Waxworms are a feeder that I have only a little experience with. They need to be ignored above all else, and it helps if you don't have a plethora of grain moths living in your house. To culture waxworms, a medium of bran and honey is prepared with some glycerin, and placed in a container with fine (very fine) mesh. Waxworms are added and left alone for a few months. Eventually they pupate, emerge as adult moths, and produce lots of little waxworm babies. Unfortunately, if you happen to have grain moths fluttering around your apartment, they wiggle their way into the culture and take it over with their significantly faster lifecycle. I have since given up waxworms until the time comes that I am no longer plagued with these damned tiny moths.
As feeder insects go, those are essentially all you will be encountering in our part of the world. Europe is big on Locusts, and you can culture some grasshoppers here, but I'm not familiar with them.
Of course your journey into insects doesn't necessarily need to stop with feeder insects. Bugs such as mantids and phasmids, as well as gastropods like Helix aspersa and Achatina fulica (giant snails) make fascinating pets due to their appearance and behaviour. Mantids seem the very embodiment of calm until they strike; phasmids (stick insects) vary between absurd, beautiful, and alien; giant snails are impressive just for their size, and have fascinating lifecycles that can be observed with any two individuals, as most species are hermaphroditic.

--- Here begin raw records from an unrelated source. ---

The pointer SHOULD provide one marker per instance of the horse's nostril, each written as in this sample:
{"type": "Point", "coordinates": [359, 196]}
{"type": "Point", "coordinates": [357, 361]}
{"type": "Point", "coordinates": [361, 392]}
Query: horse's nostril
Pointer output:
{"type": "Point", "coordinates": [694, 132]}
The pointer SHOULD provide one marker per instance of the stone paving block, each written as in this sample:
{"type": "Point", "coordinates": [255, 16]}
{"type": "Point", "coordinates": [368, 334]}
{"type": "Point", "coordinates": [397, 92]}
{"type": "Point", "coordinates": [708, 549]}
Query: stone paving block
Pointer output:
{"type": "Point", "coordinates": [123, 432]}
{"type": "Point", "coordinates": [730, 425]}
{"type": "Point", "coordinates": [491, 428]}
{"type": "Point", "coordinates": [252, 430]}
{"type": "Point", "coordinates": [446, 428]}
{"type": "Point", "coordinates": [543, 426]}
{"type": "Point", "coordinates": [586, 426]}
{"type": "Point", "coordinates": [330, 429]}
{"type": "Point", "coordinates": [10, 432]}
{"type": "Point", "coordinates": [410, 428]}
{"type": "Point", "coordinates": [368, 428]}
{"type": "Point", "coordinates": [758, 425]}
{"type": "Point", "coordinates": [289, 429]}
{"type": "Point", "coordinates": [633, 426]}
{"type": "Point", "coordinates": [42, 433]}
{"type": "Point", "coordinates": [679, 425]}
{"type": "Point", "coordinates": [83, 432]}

Once again, however, the government looms. All phasmids, mantids, and land snails not native to Canada are banned from importation and trade. This means no H. aspersa, A. fulica, nor pretty much every mantis and stick insect. Canada does have at least one species of both mantids and sticks that are just as interesting as most others, but unfortunately our snails aren't terribly fascinating. The same goes for millipedes, but oddly enough, not centipedes. This is something I have an issue with, but my griping will wait for another day.
With that, I leave you. I strongly recommend looking into the specific insects I've already posted about, and going further with species I have neglected to mention entirely. Go read up on assassin bugs, for instance, or diving water beetles. Of course there's arachnids, too!